NBC News correspondent Jacob Soboroff stood outside the skeleton of his childhood home, tapping his mother’s name into his cellphone. “Mom? Look at this,” he said, panning the phone to take in a residential block in Pacific Palisades that was burned down to its chimneys and foundations. “I’m so sad,” Soboroff’s mother said. “It makes me sad too,” Soboroff told her. “This was a really, really special place for the Soboroff family, and I’m very sorry to see it go.”
The two-minute clip, which aired on NBC Nightly News Wednesday, is just one of the extraordinary and devastating scenes flooding TV airwaves and social media this week, as wind-driven firestorms devoured some 25,000 acres of Southern California and forced more than 100,000 people to flee.
Such fires have grown increasingly common across the American West as climate change has intensified drought conditions. But in clip after clip of raging flames and raining ash, local residents and journalists alike have echoed a similar, shell-shocked refrain: This one feels different. “Everyone you know is affected somehow,” CNN senior producer Jason Kravarik told Brian Stelter’s Reliable Sources.

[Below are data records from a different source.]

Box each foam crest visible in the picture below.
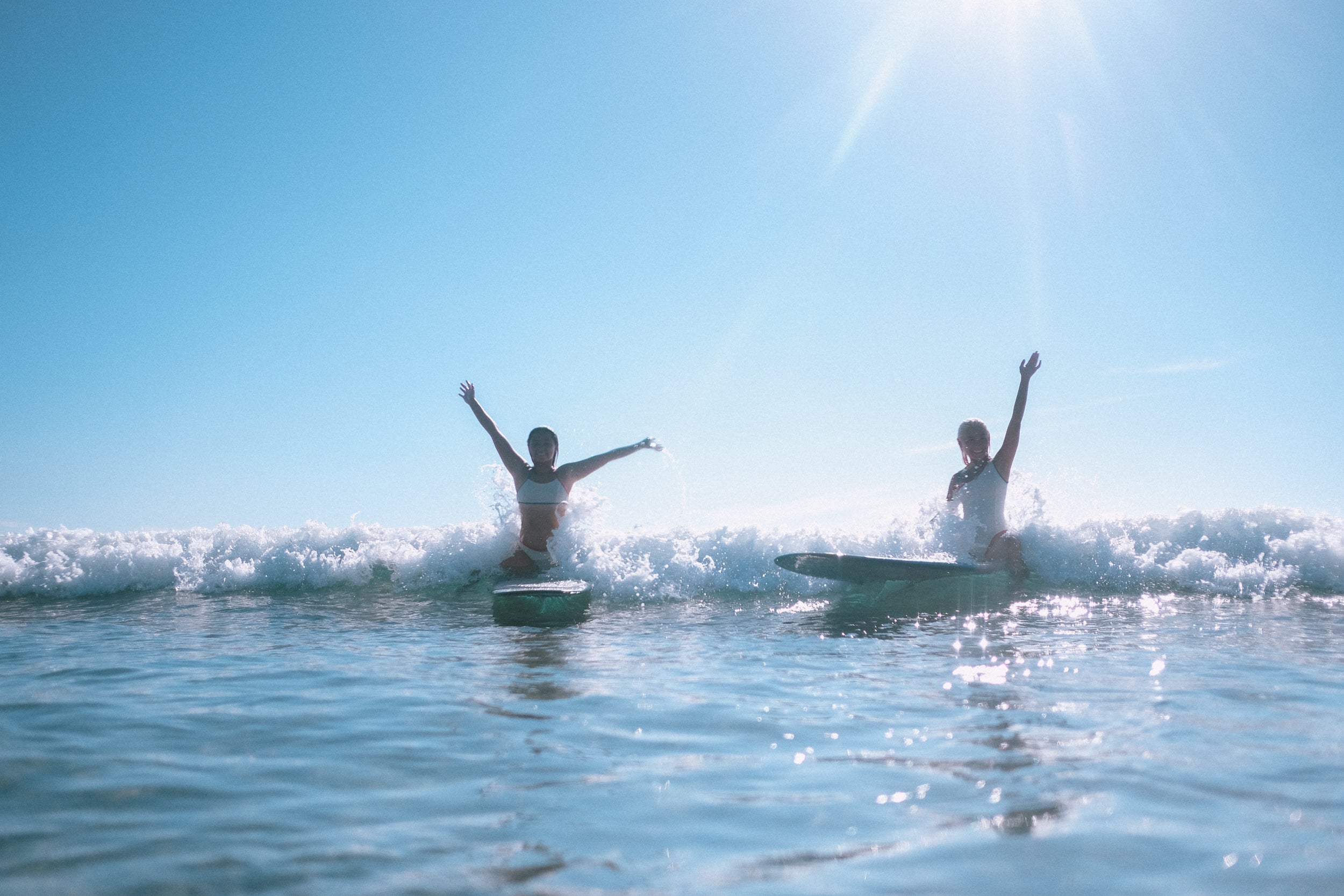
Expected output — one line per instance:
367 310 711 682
0 479 1344 599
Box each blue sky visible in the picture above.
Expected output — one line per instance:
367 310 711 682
0 0 1344 529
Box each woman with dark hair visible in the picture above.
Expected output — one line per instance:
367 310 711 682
948 352 1040 579
460 380 663 575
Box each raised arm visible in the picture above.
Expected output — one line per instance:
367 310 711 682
555 439 663 489
459 380 527 486
995 352 1040 482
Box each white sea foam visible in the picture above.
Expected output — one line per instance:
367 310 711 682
0 477 1344 599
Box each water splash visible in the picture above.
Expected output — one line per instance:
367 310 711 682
0 468 1344 599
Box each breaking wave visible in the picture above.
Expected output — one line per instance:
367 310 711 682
0 467 1344 599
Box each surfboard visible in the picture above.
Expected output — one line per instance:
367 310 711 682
774 554 996 584
491 579 593 627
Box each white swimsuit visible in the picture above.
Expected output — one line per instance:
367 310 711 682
952 461 1008 556
518 478 570 504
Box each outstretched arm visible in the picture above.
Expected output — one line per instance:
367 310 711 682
555 439 663 489
995 352 1040 482
459 380 527 485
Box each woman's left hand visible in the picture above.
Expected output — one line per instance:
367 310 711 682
1018 352 1040 380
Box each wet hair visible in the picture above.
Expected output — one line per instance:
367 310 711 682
527 426 561 454
957 417 989 439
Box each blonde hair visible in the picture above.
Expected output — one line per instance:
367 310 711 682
957 417 989 439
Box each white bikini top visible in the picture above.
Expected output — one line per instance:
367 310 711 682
518 478 570 504
952 461 1008 544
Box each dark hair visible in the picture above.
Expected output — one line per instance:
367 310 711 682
527 426 561 454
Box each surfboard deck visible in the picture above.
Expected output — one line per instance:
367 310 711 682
774 552 996 584
491 579 593 597
491 579 593 629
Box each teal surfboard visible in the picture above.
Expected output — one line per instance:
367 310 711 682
491 579 593 627
774 554 997 584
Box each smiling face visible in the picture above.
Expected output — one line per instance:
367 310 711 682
527 426 561 468
957 433 989 463
957 419 989 465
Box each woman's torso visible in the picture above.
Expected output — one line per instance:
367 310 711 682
518 471 570 551
954 461 1008 548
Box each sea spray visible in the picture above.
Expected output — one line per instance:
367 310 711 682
0 468 1344 600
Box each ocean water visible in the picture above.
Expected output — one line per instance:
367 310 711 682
0 496 1344 895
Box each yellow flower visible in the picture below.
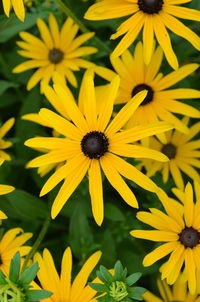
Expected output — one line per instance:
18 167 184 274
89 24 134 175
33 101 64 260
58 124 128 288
0 158 15 220
131 182 200 295
34 247 101 302
96 42 200 142
0 118 15 160
2 0 25 22
25 70 172 225
13 14 97 90
0 228 32 275
143 274 200 302
138 118 200 190
85 0 200 69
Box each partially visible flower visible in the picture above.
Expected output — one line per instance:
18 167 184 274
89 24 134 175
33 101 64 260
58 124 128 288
34 247 101 302
95 42 200 142
2 0 25 22
85 0 200 69
138 118 200 190
131 182 200 295
0 159 15 219
0 228 32 275
0 118 15 160
13 14 97 90
143 274 200 302
25 70 172 225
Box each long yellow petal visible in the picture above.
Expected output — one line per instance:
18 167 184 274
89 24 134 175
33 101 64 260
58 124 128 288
88 159 104 226
51 157 90 219
105 90 147 137
100 155 138 208
154 14 178 69
143 242 178 266
143 14 154 65
60 247 72 301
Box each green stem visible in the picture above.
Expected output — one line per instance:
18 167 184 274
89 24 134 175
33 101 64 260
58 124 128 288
55 0 111 55
21 214 51 272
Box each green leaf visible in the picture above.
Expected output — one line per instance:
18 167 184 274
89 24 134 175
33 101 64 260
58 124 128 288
0 81 18 95
0 270 7 285
114 260 123 280
0 13 46 43
19 262 39 285
6 190 48 220
105 203 125 221
126 273 142 286
9 252 20 282
26 290 52 302
100 265 114 283
88 282 108 293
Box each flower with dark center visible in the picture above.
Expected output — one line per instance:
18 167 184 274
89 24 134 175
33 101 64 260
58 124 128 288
49 48 64 64
179 227 200 248
161 143 176 159
81 131 109 159
131 181 200 294
138 0 163 14
131 84 154 106
85 0 200 69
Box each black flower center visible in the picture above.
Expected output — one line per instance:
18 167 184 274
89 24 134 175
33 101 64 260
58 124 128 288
161 143 176 159
49 48 64 64
81 131 109 159
179 227 200 248
138 0 163 14
131 84 154 106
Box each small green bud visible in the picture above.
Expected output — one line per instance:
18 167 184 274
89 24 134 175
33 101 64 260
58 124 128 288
109 281 128 302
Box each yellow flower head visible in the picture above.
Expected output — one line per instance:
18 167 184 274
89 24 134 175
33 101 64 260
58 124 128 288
34 247 101 302
2 0 25 22
0 228 32 275
0 158 15 220
131 182 200 295
0 118 15 160
13 14 97 90
25 70 172 225
143 274 200 302
96 42 200 142
85 0 200 69
138 118 200 190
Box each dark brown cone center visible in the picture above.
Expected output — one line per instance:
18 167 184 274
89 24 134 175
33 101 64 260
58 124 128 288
49 48 64 64
161 143 176 159
179 227 200 248
81 131 109 159
138 0 164 14
131 84 154 106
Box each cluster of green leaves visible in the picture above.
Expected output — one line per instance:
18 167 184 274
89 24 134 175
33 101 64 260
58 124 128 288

Soboroff’s coverage has been particularly striking, in part because it’s so personal. The NBC political and national correspondent grew up in Pacific Palisades, one of the communities most devastated by the ongoing fires. In emotional dispatches from burned-out grocery stores and residential neighborhoods, he’s reflected on what the community means to him: “I can close my eyes and walk around and tell you what this place used to look like,” he said Thursday on Morning Joe. “It is no more … It was a tinderbox ready to go.”
But he’s not the only reporter covering an apocalypse close to home. On Wednesday morning, his NBC News colleague Liz Kreutz, who is based in Los Angeles, posted a harrowing 12-second video of her drive down the Pacific Coast Highway in Malibu, where clouds of orange smoke and ash almost obscured the smoldering foundations of dozens of ruined houses.